Kolab
We have looked at a number of Open Source Groupware offerings in recent months and have found Kolab to
- actually work when installed according to the instructions given on their web site (unlike several others!)
- be straightforward to install for a singe domain use-case (it is less intuitive for multiple domains)
- have good presentation for the end user
We chose to install it on an EC2 instance with the latest CentOS 7 AMI.
Installation
This was straightforward except for running out of memory when installing. Neither a t2.nano nor t2.micro has enough memory for installation to work as is. How come, you may ask (and so did I), given that it is known to be able to work on a Raspberry Pi?
The answer is the absence of swap on EC2 by default.
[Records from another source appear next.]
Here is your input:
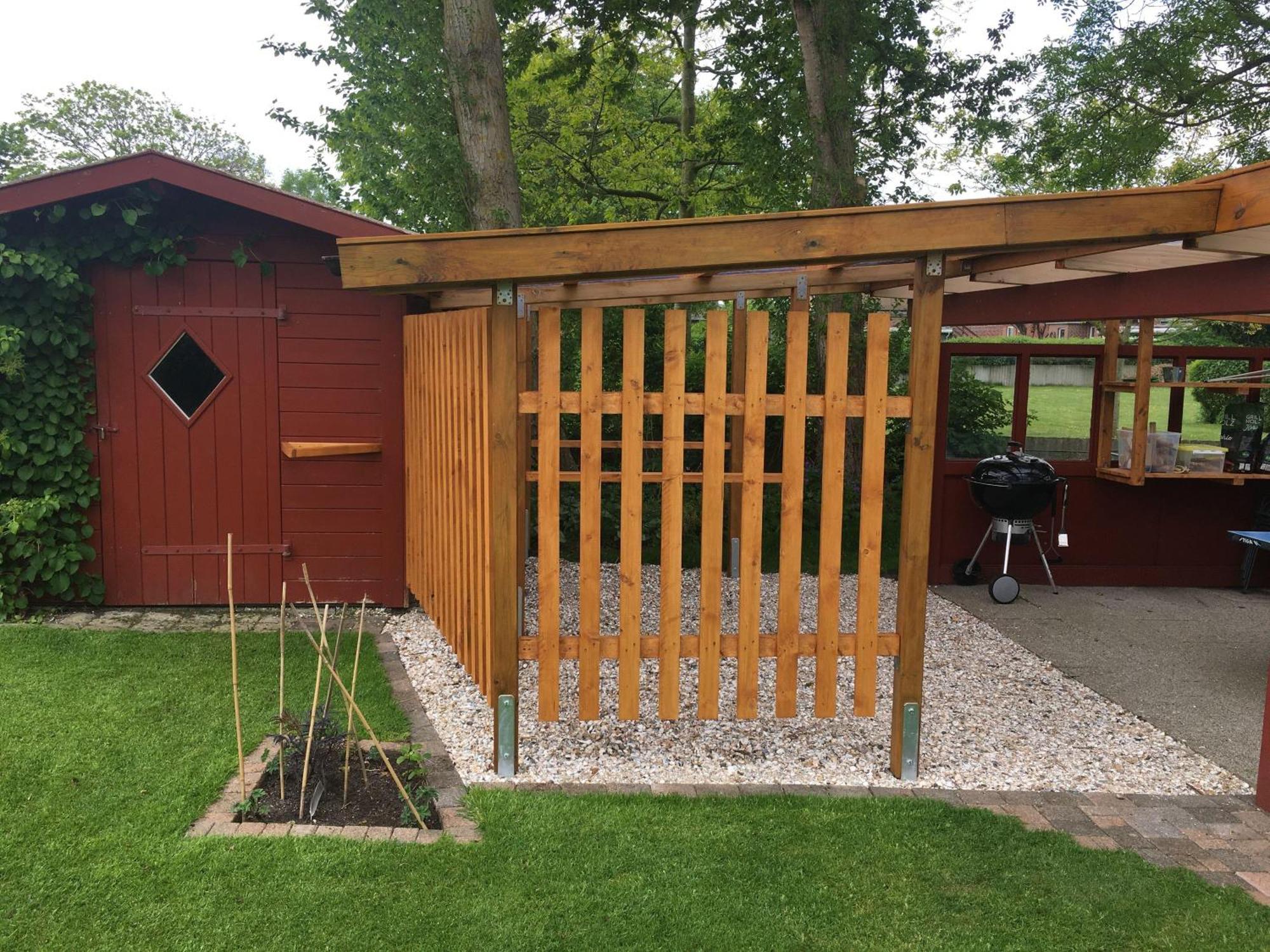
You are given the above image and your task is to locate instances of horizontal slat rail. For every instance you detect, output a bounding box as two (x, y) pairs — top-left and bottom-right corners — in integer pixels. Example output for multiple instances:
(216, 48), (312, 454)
(516, 306), (911, 720)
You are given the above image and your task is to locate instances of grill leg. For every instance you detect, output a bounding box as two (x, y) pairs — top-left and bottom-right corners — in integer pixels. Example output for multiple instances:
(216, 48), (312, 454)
(1033, 527), (1058, 595)
(965, 522), (992, 575)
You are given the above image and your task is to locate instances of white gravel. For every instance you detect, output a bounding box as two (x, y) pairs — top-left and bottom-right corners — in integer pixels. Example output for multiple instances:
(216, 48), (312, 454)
(386, 561), (1250, 793)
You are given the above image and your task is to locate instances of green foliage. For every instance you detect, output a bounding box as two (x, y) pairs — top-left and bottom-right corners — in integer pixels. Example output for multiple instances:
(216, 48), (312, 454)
(0, 80), (264, 182)
(960, 0), (1270, 192)
(279, 165), (349, 208)
(1186, 360), (1248, 423)
(396, 744), (437, 826)
(0, 188), (185, 617)
(234, 787), (269, 823)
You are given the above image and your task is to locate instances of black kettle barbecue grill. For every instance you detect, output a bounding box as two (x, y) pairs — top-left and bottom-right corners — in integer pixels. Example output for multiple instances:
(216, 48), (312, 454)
(952, 440), (1067, 604)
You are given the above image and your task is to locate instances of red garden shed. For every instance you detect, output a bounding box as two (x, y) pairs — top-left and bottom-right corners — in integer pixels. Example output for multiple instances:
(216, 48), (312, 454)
(0, 152), (406, 605)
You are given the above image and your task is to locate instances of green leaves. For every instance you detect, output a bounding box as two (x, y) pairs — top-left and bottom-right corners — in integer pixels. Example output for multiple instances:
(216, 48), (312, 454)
(0, 188), (185, 618)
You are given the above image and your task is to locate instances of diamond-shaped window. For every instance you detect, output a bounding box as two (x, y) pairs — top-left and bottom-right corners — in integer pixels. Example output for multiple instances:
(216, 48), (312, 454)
(150, 331), (225, 420)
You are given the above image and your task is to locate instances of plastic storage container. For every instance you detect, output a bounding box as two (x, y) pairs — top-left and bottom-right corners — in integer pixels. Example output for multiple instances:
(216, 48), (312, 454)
(1116, 429), (1182, 472)
(1187, 447), (1226, 472)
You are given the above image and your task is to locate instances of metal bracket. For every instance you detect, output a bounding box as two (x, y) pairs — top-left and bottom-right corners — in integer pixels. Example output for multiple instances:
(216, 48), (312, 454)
(494, 694), (516, 777)
(899, 701), (922, 781)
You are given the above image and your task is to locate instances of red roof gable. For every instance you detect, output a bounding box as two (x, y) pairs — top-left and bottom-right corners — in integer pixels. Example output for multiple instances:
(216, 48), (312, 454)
(0, 152), (409, 237)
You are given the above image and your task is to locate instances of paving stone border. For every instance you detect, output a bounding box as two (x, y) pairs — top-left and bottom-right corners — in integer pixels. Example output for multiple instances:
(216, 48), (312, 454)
(472, 779), (1270, 905)
(182, 609), (481, 843)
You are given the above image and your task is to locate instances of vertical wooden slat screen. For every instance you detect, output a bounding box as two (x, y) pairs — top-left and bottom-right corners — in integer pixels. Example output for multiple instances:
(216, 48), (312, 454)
(617, 308), (644, 721)
(697, 311), (728, 720)
(403, 307), (516, 703)
(578, 307), (605, 721)
(855, 314), (890, 717)
(450, 310), (911, 720)
(538, 307), (560, 721)
(658, 311), (691, 721)
(776, 293), (808, 717)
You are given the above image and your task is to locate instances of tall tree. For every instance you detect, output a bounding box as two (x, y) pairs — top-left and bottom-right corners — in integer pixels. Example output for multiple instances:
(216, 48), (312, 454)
(443, 0), (521, 228)
(972, 0), (1270, 192)
(0, 80), (264, 182)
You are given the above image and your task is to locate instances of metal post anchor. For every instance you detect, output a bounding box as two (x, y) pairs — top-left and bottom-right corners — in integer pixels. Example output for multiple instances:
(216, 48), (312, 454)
(494, 694), (516, 777)
(899, 701), (922, 781)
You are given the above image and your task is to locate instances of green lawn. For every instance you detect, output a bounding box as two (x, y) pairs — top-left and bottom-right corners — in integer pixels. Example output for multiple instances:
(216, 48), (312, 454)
(0, 626), (1270, 951)
(994, 386), (1222, 443)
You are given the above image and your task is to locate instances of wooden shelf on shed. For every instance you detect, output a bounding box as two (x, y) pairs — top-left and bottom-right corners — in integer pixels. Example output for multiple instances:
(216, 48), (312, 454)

If you want to keep costs down, and are not expecting to have lots of users, swap can be added before attempting to install Kolab.
As the smaller t2 types do not have instance storage, you will have to use an EBS volume. Choose an EBS type that does not have additional I/O charges!
If you are not aware how to add swap, something along these lines is suitable:
sudo /bin/dd if=/dev/zero of=/var/swapfile bs=1M count=1024
sudo chmod 0400 /var/swapfile
sudo /sbin/mkswap /var/swapfile
sudo /sbin/swapon /var/swapfile
Replace /var/swapfile with any location that you choose, and change the count to give the swap size you want (~1GB in this example).
1GB swap on a t2.micro worked for me. Circa 1.5GB may be needed for t2.nano (I haven't tried this to confirm).
If you don't give it enough space, and setup-kolab crashes with a "can't allocate memory" error, don't despair. Add more memory or swap and then try again.
It will probably have corrupted the LDAP installation, and the easiest way to get round this seems to be to uninstall it, erase the files, and then put it back:
sudo yum remove 389-ds-base
sudo rm -rf /etc/dirsrv/
sudo rm -rf /var/lib/dirsrv/
sudo yum install 389-ds-base
sudo yum install kolab
sudo setup-kolab
Note the need to re-install Kolab as the dependencies are affected when 389-ds-base is removed.
Multi-domain use
Whilst it is easy to add another domain using the Kolab web admin, it appears that the out-of-the-box configuration does not cause any folders to be created for new users in domains other than the primary domain. This isn't very intuitive.
I hope to add more information on what is needed for multi-domain use cases here before too long.